All three agreed their breakthrough moment was when they met others like themselves, realized they were not alone, and could begin to talk about their problems knowing they had others to support them.
Continuing to tell others, like they did here, is an ongoing part of that recovery.
The trio said drugs are a growing problem among youths, and that young people must realize there is help out there, adding peer-to-peer counselling is especially effective.
They also noted lines of communication must always remain open—and that adults must talk with kids, not at them.
The speakers also shared their message with hundreds of district Grade 7/8 students on Friday morning at the Townshend Theatre.
“They were awesome,” said Patti-Jo LeDrew, chronic disease management program co-ordinator for the Fort Frances Community Clinic/Family Health Team.
“I even got a few personal phone calls at home from parents very pleased about the event because their kids really opened up to them.
“So I think that’s positive. It seemed to really touch some of these kids,” LeDrew added.
Saturday’s symposium also offered informational booths representing numerous local health organizations, where the public could visit, ask questions, get information, fill their totes with free giveaways, and enter draws for prizes.
Participating organizations included the Fort Frances Family Health Team, Riverside Health Care Facilities, Inc. (Valley Diabetes Education Centre, the stroke prevention program, dietitians, and physiotherapy/occupational therapy), Northwestern Health Unit, Rainy River District Substance Abuse Prevention Team, Fort Frances Tribal Area Health Authority (home and community care program, and counselling unit), the Gizhewaadiziwin Access Centre (FASD, asthma, mental health, and health educator programs), Curves for Women, Moss Yoga, Pharmasave, Marie Allen of Healing Touch, and Dennis Fisk.
“I think it went really well,” said LeDrew.
“I was pleased with the booth presentations. I liked how the community came together to embrace this topic,” she remarked.
“I would have liked to see a better turnout with people, but it was a beautiful, warm day. I think, looking back, next time when we plan an event like this, we’ll do it when it’s a little colder and people are more apt to want to find something to do indoors.

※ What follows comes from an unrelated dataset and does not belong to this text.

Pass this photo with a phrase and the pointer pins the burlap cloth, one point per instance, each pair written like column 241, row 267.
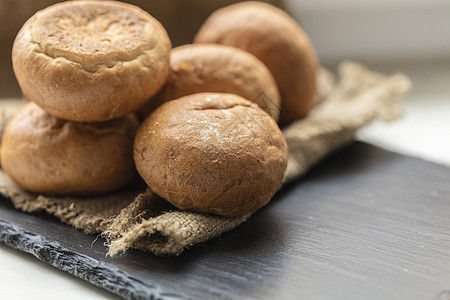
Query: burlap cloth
column 136, row 218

“But even though we had fewer numbers than we had hoped for, I think we had the people that really needed the information,” LeDrew added.
“We got really, really positive feedback from all the talks.
“I think it was great how they all tied in together, and it was a wonderful learning opportunity for the community to find out what kind of resources are here and how they partner together.”
“We didn’t quite have the quantity of people we had hoped, but it was the nicest day of the summer,” echoed O’Sullivan-Drombolis, who was a co-organizer of the event.
“But there was good quality,” she stressed. “We had a lot of people interested, asking a lot of good questions.
“I had taken Dr. Gardner-Nix to Betty’s to do a book-signing, and pretty much half the people that were [at the symposium] stopped by to buy a book and get it signed,” O’Sullivan-Drombolis added. “I think we touched a lot of people.
“And you know as well I do that being in a small town, word of mouth is more powerful that anything else, so we’re hoping to get the word that way, as well.”
O’Sullivan-Drombolis said if there’s a common theme to the event, it is that people should realize stress is a major cause of nearly every chronic disease, including chronic pain or addiction, and being able to manage that stress is very important.
“We just want to really make sure that people know where they can go in the community to get help with that,” she remarked. “To be perfectly honest, meditation and things like that may not be for everybody, but there is something out there to help everybody.
“We just wanted people to know in our community where they could go,” she explained.